Dès lors, un instituteur, un maître ou un professeur ne peuvent qu’être… magistraux. Derrière le « cours magistral », il y avait la grandeur (du latin magnus, qui a donné « magnitude »), anciennement matérialisée par la surélévation de la chaire. Depuis la fin des années 1960, on a beaucoup critiqué le cours magistral, avec des métaphores assez peu pertinentes. Selon certain didacticien peu brillant que je ne nommerai pas, le mode opératoire de la transmission du savoir qui prévalait avant la promotion des « méthodes actives » pourrait être comparé au fait de déverser du savoir dans la tête de l’élève via un entonnoir. Or cette métaphore ne tient absolument pas compte du fait qu’un entonnoir n’oppose aucune résistance à l’écoulement d’un liquide en son intérieur, contrairement à l’élève, qui doit assimiler des notions qui lui sont de prime abord partiellement étrangères.

Enseigner (du latin insignere), c’est « baliser de significations » ; instruire (du latin instruere), c’est « outiller, donner la possibilité d’un usage réel » (René Guitart, La pulsation mathématique, section 66. Il n’y a pas de savoir-faire savants).

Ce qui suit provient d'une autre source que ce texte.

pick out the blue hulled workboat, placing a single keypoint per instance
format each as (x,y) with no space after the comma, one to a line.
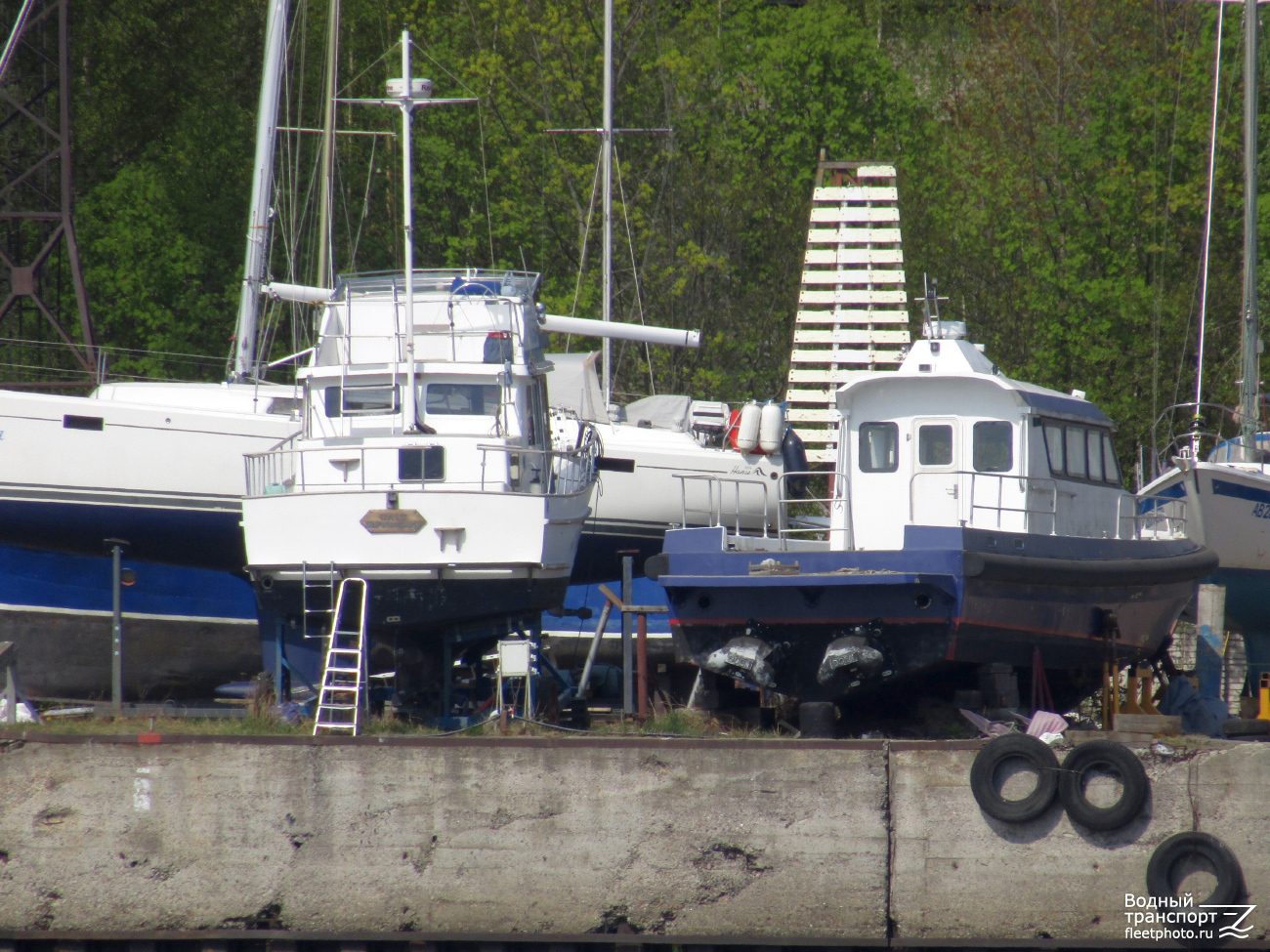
(972,519)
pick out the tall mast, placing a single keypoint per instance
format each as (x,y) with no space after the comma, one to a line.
(262,190)
(608,160)
(1249,338)
(407,94)
(411,417)
(1207,233)
(325,248)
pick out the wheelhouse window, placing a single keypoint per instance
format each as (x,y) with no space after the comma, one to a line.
(423,465)
(879,447)
(935,444)
(1080,452)
(362,400)
(464,398)
(994,445)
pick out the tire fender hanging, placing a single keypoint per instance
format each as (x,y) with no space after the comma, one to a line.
(1163,884)
(983,777)
(1110,758)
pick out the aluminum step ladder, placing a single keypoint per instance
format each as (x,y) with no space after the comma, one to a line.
(343,682)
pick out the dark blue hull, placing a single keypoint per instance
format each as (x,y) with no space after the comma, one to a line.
(170,531)
(828,625)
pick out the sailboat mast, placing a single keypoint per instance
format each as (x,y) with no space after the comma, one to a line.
(410,423)
(262,190)
(325,249)
(1207,233)
(608,160)
(1249,339)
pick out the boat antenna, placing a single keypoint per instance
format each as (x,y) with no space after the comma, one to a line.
(407,94)
(262,189)
(325,249)
(1207,232)
(1249,341)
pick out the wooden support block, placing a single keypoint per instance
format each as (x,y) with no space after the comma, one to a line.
(854,236)
(854,215)
(856,193)
(1150,724)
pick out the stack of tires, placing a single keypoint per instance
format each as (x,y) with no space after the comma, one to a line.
(1067,781)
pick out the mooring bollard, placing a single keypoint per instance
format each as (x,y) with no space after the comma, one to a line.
(9,660)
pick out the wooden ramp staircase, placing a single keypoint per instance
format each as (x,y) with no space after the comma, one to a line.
(852,312)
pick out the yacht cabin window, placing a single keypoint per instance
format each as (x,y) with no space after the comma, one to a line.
(422,465)
(935,444)
(464,398)
(362,400)
(994,445)
(1080,453)
(879,447)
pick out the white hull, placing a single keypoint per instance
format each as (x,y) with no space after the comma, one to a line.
(1230,513)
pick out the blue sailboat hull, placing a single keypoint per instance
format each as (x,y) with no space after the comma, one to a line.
(821,625)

Selon une opinion assez répandue, l’éducation serait « de gauche » où l’on enseigne, quand l’instruction, où l’on instruit, serait « de droite ». L’inconvénient, c’est que la réalité historique montre l’exact contraire, puisque Michel Delord reprend ce propos de Benito Mussolini : « la transformation du ministère de l’instruction publique en éducation nationale est la plus fasciste de mes réformes ». Du moins, si on l’on admet que le fascisme est « de droite »…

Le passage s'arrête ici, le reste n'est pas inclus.